1030.JPG お元気ですか。3分間心のティータイム。徳本寺テレホン法話、その第1030話です。
 10年以上前のこと、ある神父さんがこう言っています。「『どうして人は人を殺すのか』というのは普通の質問だが、『どうして人を殺してはいけないのか』と言われるようでは、その社会がおかしくなっている」。人は生涯のうち、一度や二度は殺したいほど人を憎むようなことがあるかもしれません。しかし、実行に移す人は稀です。人を殺してはいけないということに疑問すら持たないからです。
 世界各地で自らの政治色・宗教色を誇示するが如く、闇雲に何の落ち度もない人々を殺害する無差別大量殺人が勃発しています。そして、我が国では無差別ならぬ、明らかに差別をした大量殺人が起きました。7月26日未明、相模原市の障害者施設で、入所者19人が刺殺され、職員を含む26人がけがを負うという事件です。犯人は元職員の26歳の男性でした。彼は日頃「障害者は周りの人を不幸にする。いない方がいい」という持論を掲げていました。そして、明らかに障害者を差別し標的として殺人に及んだのです。
 身の毛が弥立ち、血も凍る犯人の所業と言わざるを得ません。そんな人間こそこの世から抹殺しなければと、世の中から思われたらどうでしょう。そのことを犯人は想像したことはないのでしょうか。「人殺し」という極端な例を挙げるまでもなく、自分が人からされて嫌なことは、人にもしないという人としての押さえ所が確立していないのは未熟な証拠です。或いは自分勝手な思い上がり人生を歩んでいる人でしょう。
 お釈迦さまの言葉に「すべての者は鞭に怯える すべての者は死に怯える 己が身に引き当てて 殺してはならぬ 殺させてはならぬ」というのがあります。誰しも暴力や死を恐れない人はいません。「己が身に引き当てる」とは、自分が怯えていることは、他の人もそうなんだから、自ら手を出さない。私は殺されたくない、だから殺しもしないということです。
 「どうして人を殺してはいけないのか」という問いに対して、「命はかけがえのないものだから」というのも答のひとつです。殺す人も殺される人も命のスペアはありません。死んだ命は二度と生き返ることができないのです。そして私たちの命は授かった命であり、自分で作り出したものではありません。その人なりの命の使い方をして、やがてお返ししなければなりません。それまでは自分の命を誰にも脅かされず、精一杯命を輝かせるように生きることがその人の人生です。輝いている人は幸せです。障害のあるなしに関わらず。その幸せを「己が身に引き当てて」みて下さい。幸せと思えたらそれで良し。そう思えなくても心配はいりません。「幸」という漢字を書いて、さかさまにしてよく見て下さい。やはり「幸」という字に見えませんか。
 それでは又、8月11日よりお耳にかかりましょう。

【第1029話】 「返信への変身」 2016(平成28)年7月21日-31日

1029.JPG お元気ですか。3分間心のティータイム。徳本寺テレホン法話、その第1029話です。
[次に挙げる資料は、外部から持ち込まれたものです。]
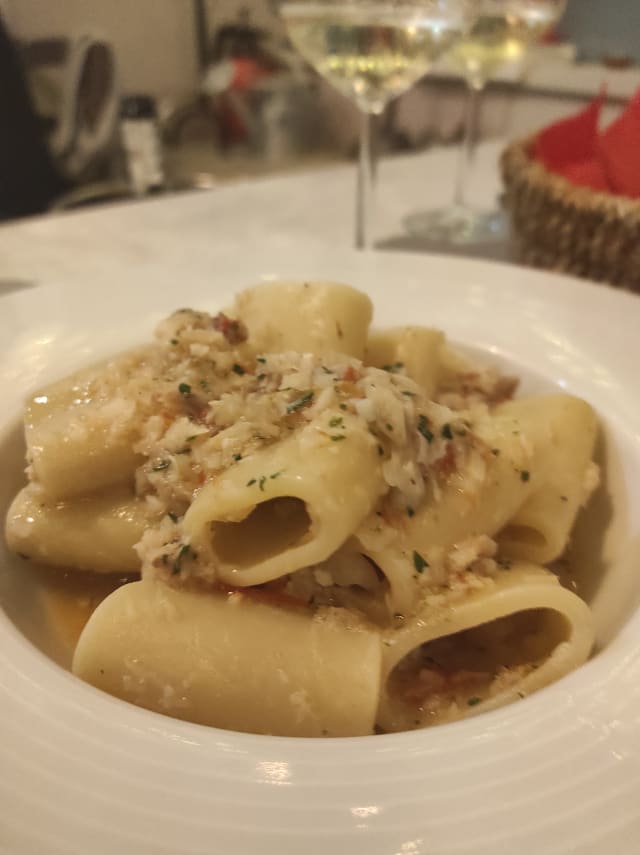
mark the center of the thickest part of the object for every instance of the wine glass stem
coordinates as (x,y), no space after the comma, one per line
(468,148)
(364,192)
 「三途の川に流されて、あの世にも、この世にもいないというのが、永さんらしい『大往生』だと思います」とは、永六輔さんに寄せられた弔辞です。この弔辞の主は永さん自身です。240万部の大ベストセラーとなった『大往生』の最後に、「私自身のための弔辞」ということで記されています。今から22年前のことです。
 永六輔さんが7月7日83歳で亡くなりました。作家・作詞家という域に留まらない多才なまさにタレントでした。永さん自身を知らない若い人でも、「上を向いて歩こう」の歌はご存じでしょう。今から55年も前のヒット曲で、作詞は永さんです。爆発的なヒット曲は数あれど、50年以上も、事あるごとに人々に歌い継がれている歌は稀でしょう。
 浅草の浄土真宗の寺の次男として生まれた永さんは、父親の生き方を頑なに信奉していたところがありました。それは「手紙の返事も書けない忙しさは、人間として恥ずかしい」ということです。ですから、どんなに忙しくても永さんは直筆の返信を下さいました。25年前に郡内の曹洞宗寺院で永さんを山元町にお呼びして講演会を開きました。以来永さんと何度も書簡のやり取りをするご縁がありました。「御手紙が毎日百通を超えています。御返事の乱筆をお許し下さい」というゴム印が押してあり、その横に直筆の署名があるのです。
 返信を含めて借りを返すことが、永さんの人生観です。「生きているということは 誰かに借りをつくること 生きてゆくということは その借りをかえしてゆくこと」と永さんは歌っています。遠い日のはがきに、いつか徳本寺に行きますと書いて下さいました。お世辞と思い、ほとんど忘れかけていたのですが、永さんは忘れてはいませんでした。東日本大震災犠牲者合同一周忌法要の折、徳本寺の本堂で、遺族の方々に切々と語りかけました。それはご自分のこれまでの借りを返すかのような、東京大空襲で背負った深い悲しみのことでした。大震災の理不尽さと重ね合わせた心情だったのでしょう。
 そして、徳本寺の末寺である徳泉寺が津波で流されたこと、それを復興するのに「はがき一文字写経」を全国のみなさまにお願いすることを知るや、真っ先に賛同して「はがき一文字写経」第一号を届けて下さいました。更に色紙には「大津波 全部持ってけ 馬鹿野郎」と力強い文字が躍っています。「大津波の馬鹿野郎、何もかも持って行っても、復興する志までは流されないぞ、いまに見ておれ」そんな怒りを感じます。
 大津波を見返してやるための「はがき一文字写経」の目標数まで、あと少しです。あの世にもこの世にもいない永さん、復興の暁には、徳泉寺にお出で下さい。その時檀信徒一同まだ返していない借りを返します。永さんの一文字写経はがきに対する返信は、復興により堂々と変身した徳泉寺をお見せすることです。その時まで、うつむかないで上を向いて歩き続けます。
 それでは又、8月1日よりお耳にかかりましょう。